I struggle with obsessive thoughts from my words, actions, priorities of a young man when I was in my early mid 20’s. I was a bit of a cocky/brash younger person and I, at times, treated friends and significant others poorly. I was very immature and a poor student and very unselfaware. These led to me not valuing friendships or not thinking how my actions or word would or could be taken by others.

I am proud of the man I have become in the last 10 years. I work hard, have a fantastic fiancé, treat people well, and have quit drinking alcohol. However, the more successful I become, the more anxious and upset I find myself. I find myself having anxiety attacks over what those people back 10 years ago think of me, what would happen if I would see any of them today and how they likely view me as a jerk or a clown.
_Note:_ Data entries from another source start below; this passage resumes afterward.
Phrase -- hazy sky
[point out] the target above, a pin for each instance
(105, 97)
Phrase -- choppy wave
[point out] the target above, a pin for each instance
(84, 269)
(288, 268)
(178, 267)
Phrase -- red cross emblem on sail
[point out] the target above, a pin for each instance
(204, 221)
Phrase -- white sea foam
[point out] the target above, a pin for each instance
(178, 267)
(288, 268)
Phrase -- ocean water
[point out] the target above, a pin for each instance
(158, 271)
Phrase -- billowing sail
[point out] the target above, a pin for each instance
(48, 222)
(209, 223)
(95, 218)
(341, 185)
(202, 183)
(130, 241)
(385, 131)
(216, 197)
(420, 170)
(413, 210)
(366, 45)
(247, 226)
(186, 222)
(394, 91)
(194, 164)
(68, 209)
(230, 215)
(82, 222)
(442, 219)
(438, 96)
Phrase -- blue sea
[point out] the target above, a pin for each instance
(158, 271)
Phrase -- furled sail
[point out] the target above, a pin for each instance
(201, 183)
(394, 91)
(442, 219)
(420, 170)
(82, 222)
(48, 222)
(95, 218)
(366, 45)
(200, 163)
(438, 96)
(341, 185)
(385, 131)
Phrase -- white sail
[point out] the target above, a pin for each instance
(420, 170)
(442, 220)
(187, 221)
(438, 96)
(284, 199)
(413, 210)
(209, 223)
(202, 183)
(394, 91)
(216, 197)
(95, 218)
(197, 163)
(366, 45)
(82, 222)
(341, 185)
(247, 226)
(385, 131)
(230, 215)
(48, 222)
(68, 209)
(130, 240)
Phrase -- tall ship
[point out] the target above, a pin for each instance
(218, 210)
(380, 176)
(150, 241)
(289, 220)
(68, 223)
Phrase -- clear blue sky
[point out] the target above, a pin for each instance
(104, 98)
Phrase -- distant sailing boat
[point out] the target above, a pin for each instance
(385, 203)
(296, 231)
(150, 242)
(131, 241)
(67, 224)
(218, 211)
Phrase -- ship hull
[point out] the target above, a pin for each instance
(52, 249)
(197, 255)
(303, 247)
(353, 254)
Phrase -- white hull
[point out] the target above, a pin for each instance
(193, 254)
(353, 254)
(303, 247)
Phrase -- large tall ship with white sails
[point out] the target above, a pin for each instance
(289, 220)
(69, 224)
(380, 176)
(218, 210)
I was a shitty friend, at times. I was not as loyal as I could have been. I drank a lot and acted like a huge ass when drunk including the following:

  1. Calling a girlfriend a bitch
  2. Yelling at my guys friends/trying to fight one and
  3. I had a few friends who were girls and I would smack on the butt as a joke. Which I knew annoyed them but I thought it was funny/be being silly.

During this time in my life, I thought I was being how most guys should be but as I’ve gotten older and more mature I realize that I was just an annoying douchebag. Today, I get panic attacks thinking about how the people that respect me and view me as such a good professional would respond if they heard some of these stories from my younger years. Would anyone ever want anything to do with me again?

I try to be as good of a man and human being as I can today, in the present, but constantly feel as if anyone ever knew how I was or that I was a jerk that they would shun me and hate me.

I am not sure what to do, I try to forgive myself but I cannot. Sometimes I wonder how I can make it another day with my body and mind torturing me every second of every day.